Le politiche coercitive nella regione più occidentale della Cina dello Xinjiang hanno portato a un forte calo dei tassi di natalità per gli uiguri e altre minoranze, il che potrebbe aumentare le prove del genocidio.
Il rapporto dell’Australian Strategic Policy Institute (ASPI), citando i dati ufficiali cinesi, ha affermato che c’è stato un “calo rapido e senza precedenti dei tassi di natalità ufficiali nello Xinjiang dal 2017”, quando la Cina ha iniziato una campagna per controllare i tassi di natalità nella regione.
Il tasso di natalità dello Xinjiang è diminuito di quasi la metà dal 2017 al 2019 e le contee in cui la popolazione era prevalentemente uigura o un altro gruppo minoritario hanno visto cali molto più netti rispetto ad altre contee, afferma l’istituto finanziato dal governo nel rapporto.
Il ministero degli Esteri cinese non ha risposto immediatamente a una richiesta di commento. La Cina sostiene che i cambiamenti nei tassi di natalità sono legati a una migliore politica sanitaria ed economica e respinge fermamente le accuse di genocidio.
L’analisi ASPI si basa sui dati del governo cinese, compresi i dati sulla popolazione regionale pubblicati a marzo. “La nostra analisi si basa sul lavoro precedente e fornisce prove convincenti che le politiche del governo cinese nello Xinjiang possono costituire un atto di genocidio”, ha detto.
Il rapporto ASPI afferma che i tassi di natalità nelle contee con una popolazione indigena pari o superiore al 90% sono diminuiti in media del 56,5% dal 2017 al 2018, molto più di altre regioni dello Xinjiang e della Cina durante lo stesso periodo.
Le multe, l’internamento o la minaccia di internamento erano tra i metodi usati dalle autorità per scoraggiare le nascite, ha detto.

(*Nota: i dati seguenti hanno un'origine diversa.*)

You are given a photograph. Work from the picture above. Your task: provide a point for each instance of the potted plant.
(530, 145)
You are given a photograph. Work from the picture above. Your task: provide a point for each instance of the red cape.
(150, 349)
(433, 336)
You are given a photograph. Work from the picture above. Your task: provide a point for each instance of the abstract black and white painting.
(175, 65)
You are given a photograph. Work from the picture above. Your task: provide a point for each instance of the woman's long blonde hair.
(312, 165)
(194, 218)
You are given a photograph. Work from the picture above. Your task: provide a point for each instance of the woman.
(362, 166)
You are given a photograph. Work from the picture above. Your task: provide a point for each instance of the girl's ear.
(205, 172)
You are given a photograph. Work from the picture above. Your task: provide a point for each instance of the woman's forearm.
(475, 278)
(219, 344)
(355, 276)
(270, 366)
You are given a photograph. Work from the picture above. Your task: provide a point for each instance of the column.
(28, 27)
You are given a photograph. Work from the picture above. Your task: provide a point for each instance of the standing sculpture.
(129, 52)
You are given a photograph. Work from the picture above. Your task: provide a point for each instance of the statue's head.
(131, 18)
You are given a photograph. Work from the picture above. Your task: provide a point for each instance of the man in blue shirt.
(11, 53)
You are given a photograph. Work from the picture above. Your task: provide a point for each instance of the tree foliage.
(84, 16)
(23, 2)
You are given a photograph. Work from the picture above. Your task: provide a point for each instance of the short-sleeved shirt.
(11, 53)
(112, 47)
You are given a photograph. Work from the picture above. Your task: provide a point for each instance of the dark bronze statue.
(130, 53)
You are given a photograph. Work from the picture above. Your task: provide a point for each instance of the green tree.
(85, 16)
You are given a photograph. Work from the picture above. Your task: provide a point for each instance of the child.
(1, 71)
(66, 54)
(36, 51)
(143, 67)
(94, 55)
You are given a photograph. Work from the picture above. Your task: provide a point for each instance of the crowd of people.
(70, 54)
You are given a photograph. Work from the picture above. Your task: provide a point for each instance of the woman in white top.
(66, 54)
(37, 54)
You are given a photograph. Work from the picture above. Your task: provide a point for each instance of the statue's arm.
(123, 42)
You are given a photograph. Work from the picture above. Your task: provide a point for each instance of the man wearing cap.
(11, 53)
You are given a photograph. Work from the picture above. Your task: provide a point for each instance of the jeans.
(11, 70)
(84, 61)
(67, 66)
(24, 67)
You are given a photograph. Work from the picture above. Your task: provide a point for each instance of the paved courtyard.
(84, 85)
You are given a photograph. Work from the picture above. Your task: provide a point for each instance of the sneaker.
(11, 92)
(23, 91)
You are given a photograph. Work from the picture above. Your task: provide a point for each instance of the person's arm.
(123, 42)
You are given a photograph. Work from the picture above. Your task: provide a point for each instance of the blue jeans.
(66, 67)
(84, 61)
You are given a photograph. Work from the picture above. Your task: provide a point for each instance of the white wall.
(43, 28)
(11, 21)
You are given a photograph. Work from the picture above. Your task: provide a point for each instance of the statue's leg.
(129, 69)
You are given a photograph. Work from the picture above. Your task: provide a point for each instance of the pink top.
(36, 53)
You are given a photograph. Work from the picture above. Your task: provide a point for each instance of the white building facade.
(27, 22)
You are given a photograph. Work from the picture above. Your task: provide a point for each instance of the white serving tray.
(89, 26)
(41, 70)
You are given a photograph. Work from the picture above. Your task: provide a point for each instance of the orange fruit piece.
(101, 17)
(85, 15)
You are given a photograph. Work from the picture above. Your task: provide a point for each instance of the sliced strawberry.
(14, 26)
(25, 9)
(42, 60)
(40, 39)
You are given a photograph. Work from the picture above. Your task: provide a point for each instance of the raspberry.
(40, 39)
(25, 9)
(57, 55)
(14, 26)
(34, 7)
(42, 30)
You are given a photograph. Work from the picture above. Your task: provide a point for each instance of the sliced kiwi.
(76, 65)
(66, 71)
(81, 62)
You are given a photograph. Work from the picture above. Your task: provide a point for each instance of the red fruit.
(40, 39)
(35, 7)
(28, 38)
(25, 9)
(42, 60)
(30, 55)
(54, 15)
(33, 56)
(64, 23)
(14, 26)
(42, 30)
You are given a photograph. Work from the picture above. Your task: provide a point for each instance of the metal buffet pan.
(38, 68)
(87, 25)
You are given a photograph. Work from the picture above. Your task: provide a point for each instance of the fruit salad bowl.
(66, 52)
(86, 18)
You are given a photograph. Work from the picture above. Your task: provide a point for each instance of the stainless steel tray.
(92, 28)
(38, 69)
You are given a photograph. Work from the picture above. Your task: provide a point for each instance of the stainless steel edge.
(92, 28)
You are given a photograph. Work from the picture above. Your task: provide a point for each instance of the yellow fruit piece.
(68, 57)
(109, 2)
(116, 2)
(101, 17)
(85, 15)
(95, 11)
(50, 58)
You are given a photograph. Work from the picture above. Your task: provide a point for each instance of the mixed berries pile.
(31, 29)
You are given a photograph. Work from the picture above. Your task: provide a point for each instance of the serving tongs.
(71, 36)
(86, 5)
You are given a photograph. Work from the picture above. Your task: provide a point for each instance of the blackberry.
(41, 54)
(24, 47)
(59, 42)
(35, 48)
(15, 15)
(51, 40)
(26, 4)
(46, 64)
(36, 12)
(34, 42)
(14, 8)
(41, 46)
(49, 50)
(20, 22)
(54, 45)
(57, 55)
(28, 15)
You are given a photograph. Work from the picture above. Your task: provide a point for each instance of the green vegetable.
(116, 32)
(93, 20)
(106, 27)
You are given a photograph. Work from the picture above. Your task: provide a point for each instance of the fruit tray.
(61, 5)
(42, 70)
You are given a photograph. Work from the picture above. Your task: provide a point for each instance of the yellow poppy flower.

Ci sono state crescenti richieste da parte di alcuni stati occidentali per un’indagine sull’eventuale genocidio delle azioni di Pechino nello Xinjiang.
Il governo degli Stati Uniti e i parlamenti di paesi come Gran Bretagna e Canada hanno descritto le politiche della Cina nello Xinjiang come genocidio. Secondo la Convenzione delle Nazioni Unite sul genocidio del 1948, Pechino avrebbe bisogno della prova dell’intenzione di distruggere in parte una popolazione etnica per soddisfare tale determinazione.
Gruppi per i diritti umani, ricercatori, ex residenti e alcuni legislatori occidentali affermano che le autorità dello Xinjiang hanno arrestato arbitrariamente circa un milione di uiguri e altre minoranze principalmente musulmane in una rete di campi dal 2016.
Pechino inizialmente negava l’esistenza dei campi, ma da allora ha affermato che sono centri di formazione professionale progettati per combattere l’estremismo religioso e che tutte le persone nei centri si sono “diplomate”.